The governor said the effort followed complaints from people in Bauchi that reached President Bola Ahmed Tinubu and the Office of the National Security Adviser, which he said responded with decisive action. He said the crackdown exposed bandit activity along forest corridors linking Bauchi with Plateau and Taraba states, where criminal groups had used remote terrain to build camps and move weapons and supplies. Mohammed said soldiers and other security agencies had completely dismantled the camps as a result of the offensive.
He also said the state government had opened a temporary surrender window for bandits operating within and around Bauchi, but made clear that it was not an amnesty. “We are calling on those still in hiding to surrender within this period.
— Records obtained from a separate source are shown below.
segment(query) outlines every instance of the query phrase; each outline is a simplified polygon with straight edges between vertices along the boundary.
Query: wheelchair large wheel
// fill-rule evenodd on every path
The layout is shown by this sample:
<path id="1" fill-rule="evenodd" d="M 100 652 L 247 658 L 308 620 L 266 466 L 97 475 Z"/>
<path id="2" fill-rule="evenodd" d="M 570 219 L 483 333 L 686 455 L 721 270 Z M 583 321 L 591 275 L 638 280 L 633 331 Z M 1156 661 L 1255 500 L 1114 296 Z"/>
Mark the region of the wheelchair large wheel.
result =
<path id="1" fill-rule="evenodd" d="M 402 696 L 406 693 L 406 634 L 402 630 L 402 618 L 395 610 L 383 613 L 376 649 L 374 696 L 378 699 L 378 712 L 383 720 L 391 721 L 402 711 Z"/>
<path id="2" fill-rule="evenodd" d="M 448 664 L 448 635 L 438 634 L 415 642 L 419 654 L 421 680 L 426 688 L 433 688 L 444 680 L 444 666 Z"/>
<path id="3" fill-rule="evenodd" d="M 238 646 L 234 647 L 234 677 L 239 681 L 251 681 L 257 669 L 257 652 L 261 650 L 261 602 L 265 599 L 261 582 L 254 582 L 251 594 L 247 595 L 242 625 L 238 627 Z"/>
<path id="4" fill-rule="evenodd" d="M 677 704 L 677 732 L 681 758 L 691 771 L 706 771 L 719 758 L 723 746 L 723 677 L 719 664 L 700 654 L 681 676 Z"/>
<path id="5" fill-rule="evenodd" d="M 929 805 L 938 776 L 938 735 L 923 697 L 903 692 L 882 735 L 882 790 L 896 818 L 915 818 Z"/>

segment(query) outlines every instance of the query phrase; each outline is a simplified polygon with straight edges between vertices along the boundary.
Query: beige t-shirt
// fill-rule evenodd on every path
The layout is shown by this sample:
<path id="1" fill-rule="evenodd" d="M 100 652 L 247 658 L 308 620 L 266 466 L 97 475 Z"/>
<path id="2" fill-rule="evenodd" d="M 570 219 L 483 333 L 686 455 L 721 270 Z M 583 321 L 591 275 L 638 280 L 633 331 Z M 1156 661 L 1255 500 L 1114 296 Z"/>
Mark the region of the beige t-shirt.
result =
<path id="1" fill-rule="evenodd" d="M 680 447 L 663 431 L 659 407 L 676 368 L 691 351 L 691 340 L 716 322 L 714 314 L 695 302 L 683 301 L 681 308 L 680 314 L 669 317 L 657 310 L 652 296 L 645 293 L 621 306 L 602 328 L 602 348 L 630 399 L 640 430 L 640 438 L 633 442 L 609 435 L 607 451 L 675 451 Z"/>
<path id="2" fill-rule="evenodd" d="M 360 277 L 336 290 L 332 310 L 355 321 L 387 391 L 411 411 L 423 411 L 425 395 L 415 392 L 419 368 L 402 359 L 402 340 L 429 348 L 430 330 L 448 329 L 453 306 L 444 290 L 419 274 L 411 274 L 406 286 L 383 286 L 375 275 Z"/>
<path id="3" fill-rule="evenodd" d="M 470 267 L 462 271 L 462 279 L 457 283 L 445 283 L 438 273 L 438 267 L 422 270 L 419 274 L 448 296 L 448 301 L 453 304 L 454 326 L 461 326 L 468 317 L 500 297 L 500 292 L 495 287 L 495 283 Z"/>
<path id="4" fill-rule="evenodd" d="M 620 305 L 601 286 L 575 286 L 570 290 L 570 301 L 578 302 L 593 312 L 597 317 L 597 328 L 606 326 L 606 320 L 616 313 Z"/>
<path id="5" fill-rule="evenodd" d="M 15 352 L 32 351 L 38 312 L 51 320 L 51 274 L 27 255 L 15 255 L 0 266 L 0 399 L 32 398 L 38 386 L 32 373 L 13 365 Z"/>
This is not amnesty, but a chance to return and reintegrate under government supervision,” Mohammed said. He said arrangements were being considered to relocate those who surrender, including their families, and added that many of the suspects were not originally from Bauchi State.
The security meeting included traditional rulers from affected communities in Alkaleri, Bauchi, Tafawa Balewa and Kirfi local government areas. Mohammed said the state would now move to biometric data capture of residents in affected communities, intelligence-led monitoring in markets, motor parks and other public spaces, and tighter verification of activities in places that could be used to hide criminals. He said the government would also strengthen community-based security systems by recruiting and supporting local vigilante groups.
Those measures, he said, are aimed at preventing ungoverned spaces from becoming safe havens for criminal elements. The state also linked recent restrictions on commercial motorcycle and tricycle operations, along with temporary closures of some cattle markets, to the same security push. Mohammed said the rules were part of broader efforts to curb rising criminal activities across Bauchi, where the government has now tied ground offensives, aerial strikes and tighter civilian controls into one campaign against the bandits.
For now, the message from Bauchi is blunt: the camps are gone, the surrender window is open, and anyone who stays in the bush risks meeting a state that has already moved from pursuit to containment.